Motorists in NSW can now download a digital copy of their licence and it will be deemed a legal form of identification on the roadside and to get into pubs and clubs.
However, there are some handy tips worth knowing so you don’t end up with a fine.
For starters, the display on your phone can’t be obscured by a cracked screen – and if your phone battery is flat you still need to produce a physical licence.
Otherwise you could still risk a $114 on the spot fine for “not produce driver’s licence”.
Police have also encrypted the digital image to prevent unscrupulous drivers from taking a screenshot of their licence when it was valid, to use later when it might be cancelled or suspended.
The digital licence has a moving holograph behind it to prove its authenticity, and police can ask motorists who present the digital licence to swipe down on their smartphone to make sure the information is “refreshed” and therefore up to date.
If you’ve lost your licence due to traffic or other offences the digital display will say “cancelled” or “suspended”, so drivers will no longer be able to say they didn’t know or weren’t notified.

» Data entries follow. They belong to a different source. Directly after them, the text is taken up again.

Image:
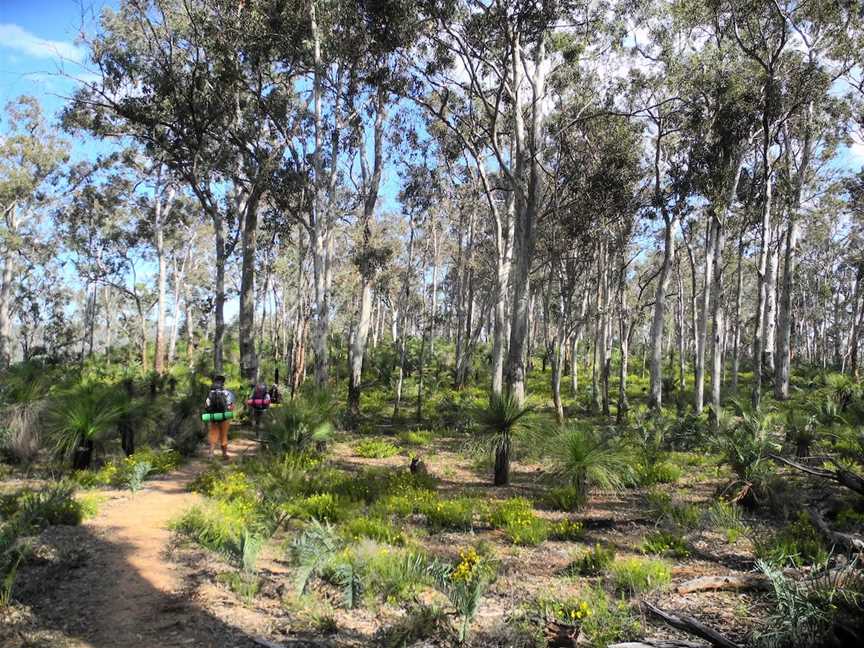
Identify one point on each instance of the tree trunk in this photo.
(762, 291)
(5, 317)
(769, 328)
(219, 306)
(784, 347)
(702, 331)
(655, 390)
(249, 244)
(717, 317)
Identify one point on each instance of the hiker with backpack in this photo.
(220, 408)
(259, 401)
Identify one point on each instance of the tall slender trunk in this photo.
(762, 292)
(769, 325)
(655, 361)
(219, 306)
(371, 183)
(702, 330)
(320, 243)
(719, 325)
(248, 243)
(736, 335)
(403, 333)
(528, 208)
(5, 318)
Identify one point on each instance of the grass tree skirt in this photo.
(216, 416)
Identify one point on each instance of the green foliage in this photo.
(466, 583)
(374, 528)
(502, 417)
(849, 519)
(798, 543)
(419, 622)
(602, 621)
(221, 526)
(663, 472)
(564, 498)
(455, 514)
(593, 562)
(375, 449)
(244, 584)
(637, 575)
(301, 424)
(87, 412)
(586, 460)
(746, 442)
(137, 475)
(725, 517)
(566, 530)
(664, 543)
(415, 437)
(326, 507)
(673, 512)
(803, 615)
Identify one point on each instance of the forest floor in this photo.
(109, 583)
(123, 579)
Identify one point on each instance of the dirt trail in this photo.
(126, 593)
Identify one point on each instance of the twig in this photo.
(692, 626)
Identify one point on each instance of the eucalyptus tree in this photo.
(186, 82)
(31, 154)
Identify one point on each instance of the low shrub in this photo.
(322, 506)
(375, 449)
(565, 530)
(419, 622)
(450, 515)
(725, 517)
(373, 528)
(219, 526)
(601, 621)
(664, 543)
(663, 472)
(593, 562)
(245, 585)
(637, 575)
(465, 583)
(798, 543)
(564, 498)
(516, 518)
(415, 437)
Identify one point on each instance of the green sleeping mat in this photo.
(217, 416)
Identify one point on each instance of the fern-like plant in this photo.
(497, 423)
(586, 460)
(80, 417)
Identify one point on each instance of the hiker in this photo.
(219, 401)
(259, 401)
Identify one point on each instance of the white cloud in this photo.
(15, 38)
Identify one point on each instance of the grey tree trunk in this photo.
(702, 329)
(655, 356)
(249, 245)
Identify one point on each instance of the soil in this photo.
(107, 583)
(123, 580)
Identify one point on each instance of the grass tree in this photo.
(498, 422)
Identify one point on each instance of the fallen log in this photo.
(732, 582)
(842, 476)
(692, 626)
(846, 540)
(658, 643)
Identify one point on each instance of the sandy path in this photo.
(127, 593)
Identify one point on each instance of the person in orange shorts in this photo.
(219, 400)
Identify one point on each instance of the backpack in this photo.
(217, 401)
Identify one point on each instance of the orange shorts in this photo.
(219, 432)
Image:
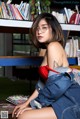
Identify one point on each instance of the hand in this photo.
(19, 109)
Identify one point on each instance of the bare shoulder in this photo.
(54, 46)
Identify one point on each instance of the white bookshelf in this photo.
(28, 24)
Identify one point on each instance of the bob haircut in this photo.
(53, 23)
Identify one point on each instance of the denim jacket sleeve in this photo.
(39, 85)
(54, 88)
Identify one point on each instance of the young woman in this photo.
(55, 95)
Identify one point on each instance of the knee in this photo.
(24, 115)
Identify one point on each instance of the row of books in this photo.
(67, 15)
(15, 11)
(72, 46)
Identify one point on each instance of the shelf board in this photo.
(27, 24)
(70, 27)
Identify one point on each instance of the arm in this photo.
(19, 109)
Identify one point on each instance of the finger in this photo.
(22, 110)
(15, 110)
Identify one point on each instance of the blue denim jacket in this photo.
(62, 93)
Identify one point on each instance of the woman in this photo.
(55, 95)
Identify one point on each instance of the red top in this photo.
(43, 71)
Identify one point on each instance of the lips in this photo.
(40, 37)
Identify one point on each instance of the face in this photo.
(43, 32)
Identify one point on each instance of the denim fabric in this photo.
(63, 97)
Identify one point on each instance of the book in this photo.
(17, 99)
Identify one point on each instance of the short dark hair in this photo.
(53, 23)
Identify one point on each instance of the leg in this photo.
(44, 113)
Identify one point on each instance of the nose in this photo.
(39, 31)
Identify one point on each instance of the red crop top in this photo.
(43, 71)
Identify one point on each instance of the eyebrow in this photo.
(44, 25)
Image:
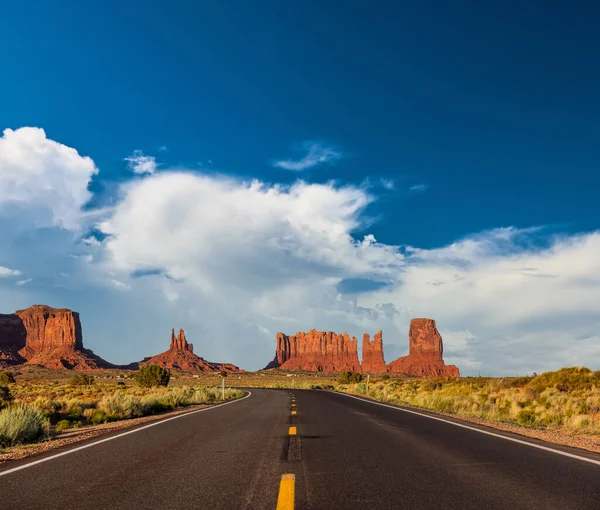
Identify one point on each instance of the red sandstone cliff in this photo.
(46, 336)
(373, 361)
(12, 339)
(180, 356)
(317, 351)
(425, 352)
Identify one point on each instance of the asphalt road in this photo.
(347, 453)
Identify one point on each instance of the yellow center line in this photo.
(285, 501)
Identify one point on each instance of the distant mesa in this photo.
(46, 336)
(316, 351)
(425, 352)
(180, 356)
(320, 351)
(52, 338)
(373, 361)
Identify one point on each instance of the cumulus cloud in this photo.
(44, 178)
(316, 154)
(523, 303)
(418, 188)
(139, 163)
(218, 230)
(234, 261)
(6, 272)
(276, 255)
(388, 183)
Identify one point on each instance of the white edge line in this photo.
(89, 445)
(481, 431)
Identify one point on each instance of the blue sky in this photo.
(464, 138)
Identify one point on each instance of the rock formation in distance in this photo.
(425, 352)
(373, 360)
(316, 351)
(48, 337)
(180, 356)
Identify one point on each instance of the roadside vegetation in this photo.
(567, 399)
(34, 410)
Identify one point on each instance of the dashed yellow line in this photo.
(285, 500)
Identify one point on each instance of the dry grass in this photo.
(61, 404)
(568, 399)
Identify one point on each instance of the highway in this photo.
(304, 450)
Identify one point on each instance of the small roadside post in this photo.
(223, 375)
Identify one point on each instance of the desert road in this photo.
(343, 453)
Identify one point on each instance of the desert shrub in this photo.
(95, 416)
(526, 418)
(20, 424)
(5, 396)
(350, 377)
(566, 380)
(152, 375)
(63, 424)
(81, 380)
(121, 405)
(6, 378)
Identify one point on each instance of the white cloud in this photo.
(139, 163)
(316, 155)
(6, 272)
(418, 188)
(274, 256)
(46, 179)
(388, 183)
(525, 306)
(233, 262)
(91, 241)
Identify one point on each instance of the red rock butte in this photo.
(45, 336)
(425, 352)
(316, 351)
(180, 356)
(320, 351)
(373, 361)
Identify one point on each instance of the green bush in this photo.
(22, 424)
(121, 406)
(350, 377)
(526, 418)
(6, 378)
(152, 375)
(63, 424)
(81, 380)
(5, 396)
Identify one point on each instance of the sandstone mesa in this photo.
(181, 356)
(320, 351)
(52, 338)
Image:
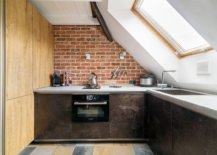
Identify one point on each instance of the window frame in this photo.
(198, 50)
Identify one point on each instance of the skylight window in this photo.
(172, 26)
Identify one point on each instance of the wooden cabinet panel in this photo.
(29, 62)
(19, 124)
(18, 48)
(127, 115)
(194, 134)
(42, 51)
(160, 126)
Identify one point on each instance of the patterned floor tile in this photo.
(88, 149)
(83, 150)
(123, 149)
(64, 150)
(106, 149)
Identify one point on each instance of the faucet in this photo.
(116, 73)
(162, 79)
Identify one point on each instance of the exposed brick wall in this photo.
(71, 44)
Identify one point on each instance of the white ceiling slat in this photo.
(66, 12)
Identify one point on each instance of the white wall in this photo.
(139, 40)
(149, 50)
(202, 15)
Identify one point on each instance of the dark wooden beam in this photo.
(96, 14)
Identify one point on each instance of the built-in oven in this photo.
(90, 108)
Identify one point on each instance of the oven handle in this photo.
(90, 103)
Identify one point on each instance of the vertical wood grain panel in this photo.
(19, 124)
(29, 62)
(18, 48)
(42, 51)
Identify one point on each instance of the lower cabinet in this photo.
(127, 115)
(175, 130)
(193, 133)
(160, 126)
(53, 118)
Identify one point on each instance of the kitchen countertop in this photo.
(79, 89)
(204, 104)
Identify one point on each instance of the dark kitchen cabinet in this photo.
(53, 120)
(159, 126)
(193, 133)
(127, 115)
(174, 130)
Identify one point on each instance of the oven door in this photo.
(91, 111)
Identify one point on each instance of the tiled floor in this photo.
(88, 149)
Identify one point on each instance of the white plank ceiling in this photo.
(66, 12)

There are also rules you need to be aware of when asked to present your licence on the side of the road.
Touching your phone while operating a motor vehicle in a line of traffic, such as when being stopped for a random breath test, is still technically a traffic offence so drivers need to wait until they have been asked to reach for their phone to display it to police.
When using the digital driver’s licence for ID purposes, the law says you do not need to hand anyone your phone – but you need to display it so they can verify your information.
“You don't have to hand over your phone. You may be asked to refresh your licence, by pulling down and releasing,” a message on the Service NSW app says when you install a digital copy of your licence.
“If you get pulled over by the police, do not pick up your phone until the officer requests to see your driver licence. Significant penalties apply for using a mobile phone illegally,” it continues.
There is even an easier way to exchange particulars following an accident, by scanning someone else’s digital licence using a special feature inside the Service NSW app that verifies the digital licence you’re being shown is real.
NSW has been trialling digital licences for almost two years but it is not the first to use the technology statewide. South Australia introduced a digital driver’s licence app in May 2017.
Service NSW enabled all motorists in the state to download their licence via the app after discreetly activating the feature on Monday 28 October, 2019.
It is presumed the government did not make a major announcement about the change to ensure the system didn’t crash under a stampede of interest from the more than 6.2 million motorists across the state.
Until this week, about 20,000 NSW drivers had taken part in a trial. The NSW digital licence has been in planning since 2015, but the first real-world trials did not start in NSW until late 2017, beginning in Dubbo, then Albury and eventually Sydney’s eastern suburbs.